My new project: recording the suttas 🎙

sujato · March 15, 2019, 6:28am

Readers of the forum will be aware of the ongoing development of an audio interface for suttas on SC via @karl_lew’s SC Voice, which uses computer-generated voices. We have also discussed the possibility of recording the suttas with humans.

Over the last few weeks, I have been gradually setting up a studio at the Lokanta Vihara, specifically for recording suttas. (We hope to do some podcasts and the like as well, but let’s focus on suttas for now.)

Thanks to the generous support of @michaelh I now have an excellent studio mic and preamp. We’ve also put quite a bit of work into sound-proofing my room. I mean, it’s nice anyway to have a quiet space, but it’s essential for good recordings.

We have been discussing making the recordings, and a number of people have showed an interest in doing the reading. Which is great! But when I read a few suttas for testing, I immediately realized that by reading them myself, I could also get the chance to review the translations and improve the wording and phrasing. I gradually came round to the realization that I should do all the suttas myself.

I’ll read them through and make any adjustments to the translation, gradually working through all the nikayas. If anyone else is still interested to read them as well, that’s fine of course, but I’d recommend working in my wake, so to speak, waiting until the adjusted texts are ready. This is, of course, one disadvantage of this approach as compared to the computer-generated audio, which can be updated continually with the latest version.

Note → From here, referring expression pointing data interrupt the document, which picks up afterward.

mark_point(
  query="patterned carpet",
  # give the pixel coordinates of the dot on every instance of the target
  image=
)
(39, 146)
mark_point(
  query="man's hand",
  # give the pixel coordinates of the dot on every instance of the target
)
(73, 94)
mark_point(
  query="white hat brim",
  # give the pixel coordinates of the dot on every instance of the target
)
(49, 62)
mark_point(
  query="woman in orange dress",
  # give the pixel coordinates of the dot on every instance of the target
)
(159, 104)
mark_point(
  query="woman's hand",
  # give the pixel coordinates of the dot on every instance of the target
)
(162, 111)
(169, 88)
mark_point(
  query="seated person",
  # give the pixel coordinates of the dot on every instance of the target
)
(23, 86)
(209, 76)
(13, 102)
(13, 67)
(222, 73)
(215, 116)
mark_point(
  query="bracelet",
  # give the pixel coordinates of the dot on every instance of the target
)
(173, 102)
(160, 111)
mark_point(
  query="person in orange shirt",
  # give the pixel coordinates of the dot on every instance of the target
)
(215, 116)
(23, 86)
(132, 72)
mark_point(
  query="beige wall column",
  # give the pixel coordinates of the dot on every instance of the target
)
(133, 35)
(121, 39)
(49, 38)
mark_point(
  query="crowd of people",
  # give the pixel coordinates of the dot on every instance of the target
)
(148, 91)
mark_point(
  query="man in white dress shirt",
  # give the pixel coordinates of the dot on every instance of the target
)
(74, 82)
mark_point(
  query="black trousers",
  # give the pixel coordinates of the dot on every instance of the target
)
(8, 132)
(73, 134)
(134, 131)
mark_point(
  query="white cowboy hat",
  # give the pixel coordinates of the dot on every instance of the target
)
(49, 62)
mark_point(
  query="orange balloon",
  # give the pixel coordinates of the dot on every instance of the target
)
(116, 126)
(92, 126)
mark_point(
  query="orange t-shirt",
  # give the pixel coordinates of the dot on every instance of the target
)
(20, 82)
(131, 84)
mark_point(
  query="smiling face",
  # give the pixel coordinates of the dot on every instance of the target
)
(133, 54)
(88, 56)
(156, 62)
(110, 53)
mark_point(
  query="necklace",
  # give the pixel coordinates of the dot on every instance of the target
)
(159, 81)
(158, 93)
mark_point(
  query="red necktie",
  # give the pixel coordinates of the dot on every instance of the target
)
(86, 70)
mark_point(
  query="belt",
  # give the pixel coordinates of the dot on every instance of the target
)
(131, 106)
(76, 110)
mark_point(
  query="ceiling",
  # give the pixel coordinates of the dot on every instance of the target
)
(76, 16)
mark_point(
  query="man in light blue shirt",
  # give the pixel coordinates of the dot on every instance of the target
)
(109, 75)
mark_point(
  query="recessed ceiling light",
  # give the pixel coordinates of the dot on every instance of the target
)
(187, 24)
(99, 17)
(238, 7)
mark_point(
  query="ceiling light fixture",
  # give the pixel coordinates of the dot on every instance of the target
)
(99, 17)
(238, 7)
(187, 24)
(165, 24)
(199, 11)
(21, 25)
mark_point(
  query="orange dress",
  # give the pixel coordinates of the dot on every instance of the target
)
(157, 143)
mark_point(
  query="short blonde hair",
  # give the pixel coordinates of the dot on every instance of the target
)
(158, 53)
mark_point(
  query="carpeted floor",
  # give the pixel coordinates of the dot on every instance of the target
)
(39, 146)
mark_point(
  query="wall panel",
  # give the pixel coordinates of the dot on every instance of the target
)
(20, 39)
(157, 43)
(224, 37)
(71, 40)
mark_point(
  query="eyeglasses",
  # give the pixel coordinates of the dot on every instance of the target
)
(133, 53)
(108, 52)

How the process will go will be something like this.

I’ll make the recording here, as a raw flac file.
Any changes to the text are added to SC.
I send audio and text to Michael, who processes the audio, generates a timing map of the text, and outputs the final product as opus files.
The raw files are archived.
The processed files are served to SC Voice. These are optimized segmented audio files, so can be served directly on SCV.
Processed files are also made into EPUB audio ebooks, released when each volume is ready.

I guess the whole project will take a year or so, reading suttas for an hour or two each day. We’re just about ready to get started, and I’ll keep you all up to date as to progress.

sabbamitta · March 15, 2019, 8:31am

Hi Bhante, this is fantastic news indeed! Looking forward to hearing this on SC-Voice…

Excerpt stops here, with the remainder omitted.